Phytogenics are an alternative to in-feed antibiotics to prevent the risk of developing pathogens. Probiotic which is consist of one single strain or a combination of several strains of bacteria, and prebiotics which are non-digestible food ingredients, such as fructooligosaccharides, xylooligosaccharides, mannanoligosaccharides and galactooligosaccharides, are also used in feeds to protect poultry against pathogens.

Needs to be understanding how these additives can be used to improve the efficiency of poultry production [ 15 ]. In Figure 1 showed the several alternative phytoadditive from herbs, spices, and aromatic plants.

According to Abudabos et al.
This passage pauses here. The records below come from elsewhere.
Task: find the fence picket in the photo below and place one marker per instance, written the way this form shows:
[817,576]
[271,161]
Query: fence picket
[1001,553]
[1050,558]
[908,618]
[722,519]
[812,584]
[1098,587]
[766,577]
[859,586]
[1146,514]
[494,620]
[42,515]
The effects of treatments on feed intake FI , body weight gain BWG , feed conversion ratio FCR , body weight BW , performance efficiency factor PEF , villi height L , width W , and villi total area TA of broiler chickens [ 16 ].
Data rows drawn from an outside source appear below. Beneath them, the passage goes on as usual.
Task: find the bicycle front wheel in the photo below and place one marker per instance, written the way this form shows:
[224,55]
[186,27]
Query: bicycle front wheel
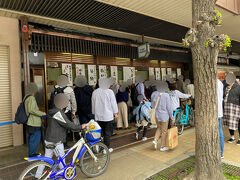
[178,122]
[30,172]
[89,166]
Antimicrobial growth promoters AGPs are the most frequently used chemical agents, which enhance feed conversion ratio and reduce chicken mortality [ 17 ]. The use of AGPs has been associated with acquired resistance and meat residues that jeopardize human health [ 18 ].

Consequently, in many advanced countries, the unlimited use of these AGPs has been discouraged, therefore, the poultry producers are looking for alternative to antibiotics such as phytogentics [ 16 , 19 ]. These natural products mostly originate from plant sources are potent source of improved growth performance and health in broilers [ 20 , 21 , 22 ].
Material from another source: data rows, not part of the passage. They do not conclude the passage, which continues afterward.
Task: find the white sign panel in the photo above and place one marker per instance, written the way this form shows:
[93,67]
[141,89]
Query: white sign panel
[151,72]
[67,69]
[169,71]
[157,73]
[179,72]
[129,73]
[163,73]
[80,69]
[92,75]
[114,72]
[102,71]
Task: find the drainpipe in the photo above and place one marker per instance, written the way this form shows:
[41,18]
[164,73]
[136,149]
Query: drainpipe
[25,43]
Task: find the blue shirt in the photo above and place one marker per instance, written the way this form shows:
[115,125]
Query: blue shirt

Plants derived extract, polyphenol and oils enhance the absorption of nutrients, secrete the digestive enzymes, improve the immune response and antioxidant status in broiler [ 23 ]. The essential oils EOs present in phytogenic feed additive PFA contain most of the bioactive substances of the plant which include carvacrol, eugenol, thymol, capsaicin, cineole and so on are well known for their antibacterial, antifungal, antiviral and anticoccidial properties [ 24 , 25 ].

perfringens and E. coli prolification in small and large intestines in broiler chicks under oral C. Since long time herbal and traditional plants had been used to prevent and control many diseases and health problems on a small scale such as in heavy metals toxicity [ 28 , 29 ], ectoparasites [ 30 ], reproductive and renal toxicity [ 31 , 32 ], heat stress [ 28 , 29 ], and viral disease [ 33 , 34 ].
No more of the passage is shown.